- Exploratory data analysis (EDA) of the Portugese Bank Marketing dataset (UCI, kaggle).
- Classification goal of predicting whether or not a customer will subscribe a term deposit.
- This was a group project part of the course "DSA5101: Introduction to Big Data for Industry". I did the EDA and pre-processing bits.
- I've also included some models to demo performance. A more thorough study of different models and parameters was performed by the other members.
- The presentation also included discussions of the business implication, insights and findings, and future ideas. I'll not be updating the slides here.
- Please download the dataset from the links provided. I'll not be uploading the csv files here.
- Get metadata about the data frame (like number of entries) and its columns (like names and type).
- Distinguish between numerical and categorical columns and treat them separately.
- Get the distribution of the output. Here, it's imbalanced classification (a.k.a outlier/novelty detection).
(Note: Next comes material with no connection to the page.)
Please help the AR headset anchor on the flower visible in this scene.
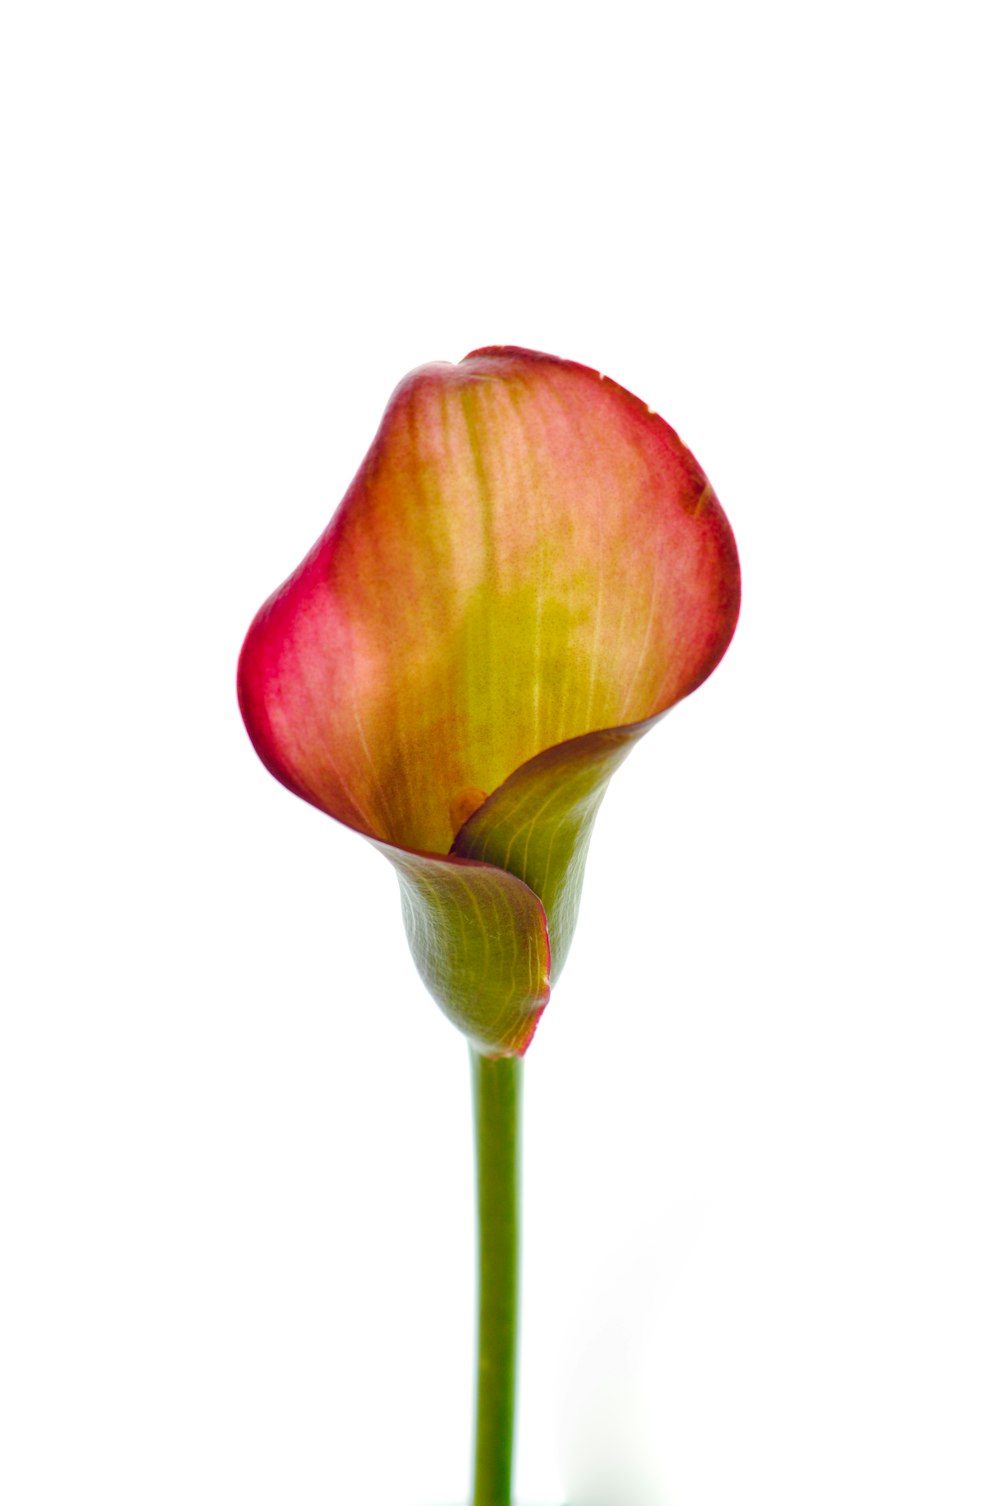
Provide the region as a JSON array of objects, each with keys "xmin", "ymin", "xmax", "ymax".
[{"xmin": 238, "ymin": 346, "xmax": 740, "ymax": 1056}]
- Get the distributions of the individual columns and any relevant conditional distributions (e.g.: column | output = 1).
- Impute unknown/null values.
- Check for (and remove) outliers.
- Drop columns that seem logically irrelevant (carefully).
- Create new features.
- Find correlations using mutual information and correlation matrices.
- Use pipelines to streamline processing.
- Transform the data:
- Incorporate adding/dropping columns from EDA into pipelines and leave the original data untouched.
- Use column transformers to scale numerical columns and encode + scale categorical columns.
- If your model requires it, consider normalizing.
- Select features:
- Remove noisy features to avoid overfitting.
- Remove interdependent features.
- Use dimensionality reduction, univariate feature selection or select from model.
- Consider oversampling to tackle the imbalanced dataset.
The pipeline looks like this:
model = IMBPipeline([
('cleaner', data_cleaner), # to drop columns and imputation
('feature_engineer', feature_engineer), # to add new columns
('column_transformer', column_transformer),
('feature_selector', 'passthrough'),
('oversampler', SMOTE(random_state=0)),
('predictor', RandomForestClassifier(random_state=0)),
])
- Trees:
- Boosting
- Bagging
- Balanced
- Ensemble
- Linear and NNs
- Scoring
- Choose scoring metric (more than one preferred).
- Cross validate or simple train test split.
- Generate report (e.g., confusion_matrix).
- Model Selection:
- Use grid search for the best hyper parameters.
- Use tuner if you are using deep learning.